La carte de la Matavaisie du ministère de la Colonisation publiée en 1906 montre les chemins autour de St-Michel-des-Saints. Le chemin Champagne arrivait du sud et longeait le lac Ignace.

En 1922 les chemins ont été modifiés autour des lacs Ignace et Barré. Le village se trouvait entre ces 2 lacs. L’église a été construite en 1916, elle a brûlé en 1924 et a été aussitôt reconstruite.

Cette vue aérienne du village de St-Ignace-du-Lac n’est pas datée mais elle a dû être prise peu avant l’inondation. En 1927 il y avait 3 écoles, des magasins, un moulin, une beurrerie, une boutique de forge… Sinaï Morin avait installé une dynamo sur la turbine de son moulin à scie qui produisait de l’électricité dans le village (M. St-Georges).

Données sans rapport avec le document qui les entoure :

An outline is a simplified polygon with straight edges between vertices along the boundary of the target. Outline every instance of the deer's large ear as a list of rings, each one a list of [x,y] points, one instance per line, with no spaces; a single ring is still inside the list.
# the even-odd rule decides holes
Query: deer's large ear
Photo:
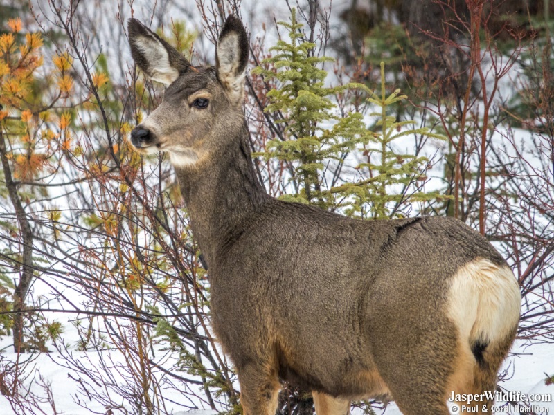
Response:
[[[235,102],[243,97],[248,50],[244,26],[238,17],[229,15],[217,39],[215,67],[217,77]]]
[[[190,67],[179,52],[136,19],[127,24],[131,54],[150,78],[169,85]]]

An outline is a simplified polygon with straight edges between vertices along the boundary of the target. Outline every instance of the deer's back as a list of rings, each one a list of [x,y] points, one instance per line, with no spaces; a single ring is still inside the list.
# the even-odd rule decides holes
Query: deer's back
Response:
[[[399,326],[409,342],[451,324],[449,278],[478,257],[504,264],[455,219],[362,221],[271,201],[211,264],[214,326],[238,366],[274,353],[282,377],[361,396],[352,374],[370,374],[371,351],[394,347]]]

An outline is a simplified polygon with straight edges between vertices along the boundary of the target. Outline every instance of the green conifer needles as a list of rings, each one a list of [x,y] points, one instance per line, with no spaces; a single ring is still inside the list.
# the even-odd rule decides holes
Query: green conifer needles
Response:
[[[279,40],[271,48],[274,55],[264,59],[265,67],[258,67],[253,73],[276,85],[267,93],[270,104],[265,111],[280,114],[276,118],[285,126],[285,140],[270,141],[265,152],[258,156],[277,158],[295,166],[295,176],[291,179],[297,181],[300,191],[284,199],[340,210],[351,216],[381,218],[397,211],[395,205],[400,202],[437,197],[421,192],[406,196],[406,189],[421,178],[427,160],[395,153],[393,141],[413,134],[441,137],[425,128],[411,129],[413,121],[397,122],[387,115],[391,105],[406,97],[399,91],[386,96],[384,64],[380,97],[361,84],[325,86],[327,72],[319,66],[332,59],[314,55],[316,44],[304,40],[303,25],[296,21],[295,10],[290,23],[279,24],[287,30],[289,42]],[[339,115],[334,98],[350,89],[366,91],[370,95],[368,100],[380,109],[380,113],[371,114],[379,117],[376,125],[380,131],[369,131],[361,113]],[[364,163],[357,160],[361,151]],[[343,169],[346,160],[352,165],[350,172]],[[334,172],[332,178],[330,171]],[[400,193],[397,185],[402,185]],[[396,193],[391,192],[393,187]]]

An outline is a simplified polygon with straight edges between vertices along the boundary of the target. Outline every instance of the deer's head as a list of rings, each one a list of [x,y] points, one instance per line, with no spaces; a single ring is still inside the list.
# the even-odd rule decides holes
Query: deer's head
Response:
[[[248,39],[240,21],[227,18],[216,46],[215,66],[195,67],[138,20],[128,24],[131,52],[151,79],[167,86],[163,100],[131,133],[142,154],[169,154],[176,167],[194,165],[222,149],[242,127]]]

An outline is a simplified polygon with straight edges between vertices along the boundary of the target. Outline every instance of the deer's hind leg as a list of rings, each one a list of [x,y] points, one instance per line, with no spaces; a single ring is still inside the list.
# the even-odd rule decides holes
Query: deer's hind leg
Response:
[[[350,401],[342,398],[333,398],[325,394],[312,391],[316,415],[348,415]]]
[[[280,384],[270,365],[249,362],[237,367],[244,415],[275,415]]]

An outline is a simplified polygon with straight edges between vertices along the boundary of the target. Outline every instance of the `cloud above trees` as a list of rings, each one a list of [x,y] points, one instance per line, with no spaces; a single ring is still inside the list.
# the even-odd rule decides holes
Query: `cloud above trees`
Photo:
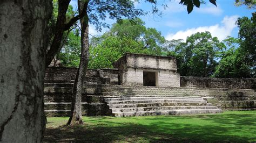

Vue aérienne de St-Ignace-du-Lac
Vue aérienne de St-Ignace-du-Lac – (Collection Gilles Rivest?)

Le réservoir Taureau

En juin 1927 les habitants de St-Ignace ont remarqué que des avions survolaient le territoire. C’est le curé Josaphat Rinfret qui leur a annoncé la nouvelle qu’ils devaient déménager. En 1928 les travaux ont commencé sur les rapides Cenelles. La construction du barrage Toro a duré de 1929 à 1931 et le réservoir a été rempli.

Le Bien Public 24 janvier 1929
Le Bien Public 24 janvier 1929

L’inondation des terres de la paroisse St-Ignace a été annoncée aux intéressés en 1928. Les derniers arrangements ont été pris avec Mgr Taschereau qui a donné sa bénédiction. M. St-Georges dit que les propriétaires ont été indemnisés du double de la valeur de leur terre mais qu’il y a eu quelques récalcitrants. Eux aussi ont dû partir, en obtenant un peu moins.

Le Bien Public 18 avril 1929
Le Bien Public 24 janvier 1929

L’acceptation par les Autorités religieuses des conditions de la Shawinigan au sujet des édifices religieux qui existent actuellement placent la Compagnie en meilleure posture pour la réalisation de ses travaux. L’église de St-Ignace a été démontée pour être remontée à St-Michel-des-Forges près de Trois-Rivières, elle existe toujours.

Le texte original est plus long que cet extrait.